President Kenyatta’s government has appointed almost a dozen military officers into the boardrooms of State agencies in the last two years. 

The military and the National Youth Service (NYS) have also moved in to support operations at the Kenya Medical Supplies Authority (Kemsa), which has been in the eye of a storm for months over irregular procurement deals.

More than 900 Kemsa employees were on November 4 directed to work from home for the next 30 days as military and NYS officers took a central role in running operations.

“We want the operations to be seamless so it has meant that we reach out to certain organisations to assist us in making sure we move ahead during this review period,” Kemsa Board Chair Mary Mwadime said during a press briefing.

Ms Mwadime took the helm of the drug agency in May this year after the former board was sacked in the wake of mounting allegations of corruption.

A special audit report published by the Auditor General in 2020 revealed that Kemsa management violated several procurement and public finance laws, leading to irregular expenditure of over Sh7.6 billion shillings meant for fighting the Covid-19 pandemic.

Senior military officials have assumed positions in institutions that oversee strategic corporations and agencies with billions of shillings in operational and development budgets.

These include the Nairobi Metropolitan Services (NMS), a new office that was created in March 2020 and placed directly under The Presidency, with Mohamed Badi, a major general in the Kenya Air Force at the time, named the director-general.

The NMS assumed some functions of the Nairobi City County Government, with Uhuru urging the administration to make the dismantling of City Hall cartels a priority.

In its first year of operations, NMS was allocated Sh28.3 billion by the National Treasury, almost double the Sh15.4 billion Nairobi City County received indirect disbursement the previous year.

Within the first month in office, Gen Badi disbanded the Nairobi Water and Sewerage Company board and installed Major General (Rtd) Andrew Ikenye as chair.

The military takeover in State boardrooms also comes in the wake of austerity reforms proposed by the International Monetary Fund (IMF) as part of conditions for Kenya to access a Sh256.8 billion facility procured mid this year.

As part of the efforts to cut government spending, the IMF identified key areas of the public sector that require significant reforms, including wasteful expenditure in State-owned enterprises.

“On the expenditure side, efforts aim at restraining recurrent expenditure - particularly through a gradual reduction in the wage bill and transfers to public sector entities - and improving the efficiency and effectiveness of government spending consistent with recommendations in the recent Public Expenditure Review undertaken by the World Bank,” said the IMF in documents detailing the facility.

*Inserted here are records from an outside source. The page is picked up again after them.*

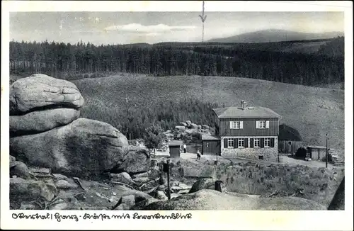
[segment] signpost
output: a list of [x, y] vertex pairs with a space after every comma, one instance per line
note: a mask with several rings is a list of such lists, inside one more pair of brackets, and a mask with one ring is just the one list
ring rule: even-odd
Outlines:
[[170, 186], [170, 174], [171, 174], [171, 163], [170, 160], [167, 159], [166, 163], [164, 163], [164, 172], [167, 173], [167, 197], [169, 201], [171, 200], [171, 186]]
[[326, 133], [326, 168], [329, 164], [328, 133]]

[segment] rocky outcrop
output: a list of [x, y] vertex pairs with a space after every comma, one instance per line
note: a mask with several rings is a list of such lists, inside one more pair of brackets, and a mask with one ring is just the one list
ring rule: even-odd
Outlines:
[[10, 152], [18, 160], [80, 177], [149, 170], [147, 150], [131, 148], [108, 123], [78, 118], [84, 101], [73, 83], [38, 74], [15, 81], [10, 95]]
[[11, 136], [39, 133], [65, 125], [77, 119], [80, 111], [74, 108], [55, 108], [36, 111], [21, 116], [10, 116]]
[[46, 108], [80, 108], [84, 98], [73, 83], [36, 74], [20, 79], [10, 87], [10, 115]]
[[314, 201], [297, 198], [243, 198], [203, 189], [196, 193], [181, 195], [170, 201], [156, 201], [135, 206], [135, 210], [326, 210]]
[[214, 189], [215, 187], [215, 180], [212, 179], [201, 179], [193, 184], [190, 193], [195, 193], [202, 189]]
[[150, 155], [147, 150], [130, 147], [113, 171], [118, 173], [126, 171], [130, 174], [139, 174], [149, 171], [150, 165]]
[[125, 136], [112, 125], [86, 118], [45, 133], [10, 138], [10, 150], [18, 159], [80, 176], [113, 168], [123, 160], [127, 147]]
[[10, 179], [10, 200], [12, 201], [30, 201], [38, 198], [50, 201], [57, 193], [55, 186], [49, 183], [19, 177]]

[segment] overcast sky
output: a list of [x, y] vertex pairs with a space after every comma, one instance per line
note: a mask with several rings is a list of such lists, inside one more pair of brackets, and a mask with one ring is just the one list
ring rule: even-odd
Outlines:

In April this year, Uhuru appointed Col Alice Mate as the director of the Assets Recovery Agency (ARA), a key institution in the fight against corruption and money laundering.

Col Mate is a practising advocate who has worked in the military for almost a decade and settles into office at a time proposed legal amendments aim to widen the agency’s mandate to go after money launderers.

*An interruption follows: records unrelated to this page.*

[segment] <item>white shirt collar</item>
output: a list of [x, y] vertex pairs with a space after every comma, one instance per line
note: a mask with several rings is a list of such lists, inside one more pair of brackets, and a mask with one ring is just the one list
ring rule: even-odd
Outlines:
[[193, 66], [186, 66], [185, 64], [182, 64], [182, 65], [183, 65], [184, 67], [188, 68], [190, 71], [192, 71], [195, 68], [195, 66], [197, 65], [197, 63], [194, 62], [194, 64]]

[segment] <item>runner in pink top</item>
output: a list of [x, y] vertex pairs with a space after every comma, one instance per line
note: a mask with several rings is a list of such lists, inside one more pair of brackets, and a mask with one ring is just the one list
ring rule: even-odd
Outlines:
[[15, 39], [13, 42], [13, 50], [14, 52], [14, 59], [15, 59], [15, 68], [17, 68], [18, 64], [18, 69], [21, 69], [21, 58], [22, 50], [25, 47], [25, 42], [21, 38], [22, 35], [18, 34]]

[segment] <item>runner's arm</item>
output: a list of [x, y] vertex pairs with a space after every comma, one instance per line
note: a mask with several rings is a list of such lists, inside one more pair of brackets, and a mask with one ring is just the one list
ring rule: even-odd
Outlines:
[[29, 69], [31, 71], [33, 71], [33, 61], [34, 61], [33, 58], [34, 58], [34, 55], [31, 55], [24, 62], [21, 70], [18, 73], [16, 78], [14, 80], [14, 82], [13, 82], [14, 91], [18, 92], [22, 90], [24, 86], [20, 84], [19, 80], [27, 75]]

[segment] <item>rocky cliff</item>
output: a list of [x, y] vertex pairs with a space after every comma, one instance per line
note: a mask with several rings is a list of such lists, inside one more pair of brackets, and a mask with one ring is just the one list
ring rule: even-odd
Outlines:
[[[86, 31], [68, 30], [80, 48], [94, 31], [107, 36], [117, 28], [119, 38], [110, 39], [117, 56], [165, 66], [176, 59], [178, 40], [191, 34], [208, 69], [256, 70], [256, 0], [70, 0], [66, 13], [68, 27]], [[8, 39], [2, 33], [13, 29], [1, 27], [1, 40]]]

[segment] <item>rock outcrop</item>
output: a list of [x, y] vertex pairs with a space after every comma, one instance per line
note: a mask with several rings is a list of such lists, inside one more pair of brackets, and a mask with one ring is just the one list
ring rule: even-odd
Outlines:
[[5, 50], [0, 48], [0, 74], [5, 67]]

Proposed amendments to the Proceeds of Crime and Anti-Money Laundering (Amendment) Bill, 2021 will give agencies including the ARA and Ethics and Anti-Corruption Commission powers to electronically monitor communications of people suspected of engaging in money laundering.

Other public agencies with strategic functions that have ushered military officials into their boardrooms include the Kenya Electricity Generating Company where Gen (Rtd) Samson Mwathethe was last year named board chair to replace Joshua Choge.

Other agencies led by former military men include Kenya Wildlife Service (John Waweru), Kenya Bureau of Standards (Bernard Njiraini), Kenya Ports Authority (board chair Joseph Kibwana) and the National Social Security Fund where Julius Karangi chairs the board of trustees.

However, the appointment of military officers into public institutions has received criticism from some quarters.

Last week, the Kenya Medical Practitioners, Pharmacists and Dentists Union moved to court to block the military and NYS from assuming management responsibilities at Kemsa.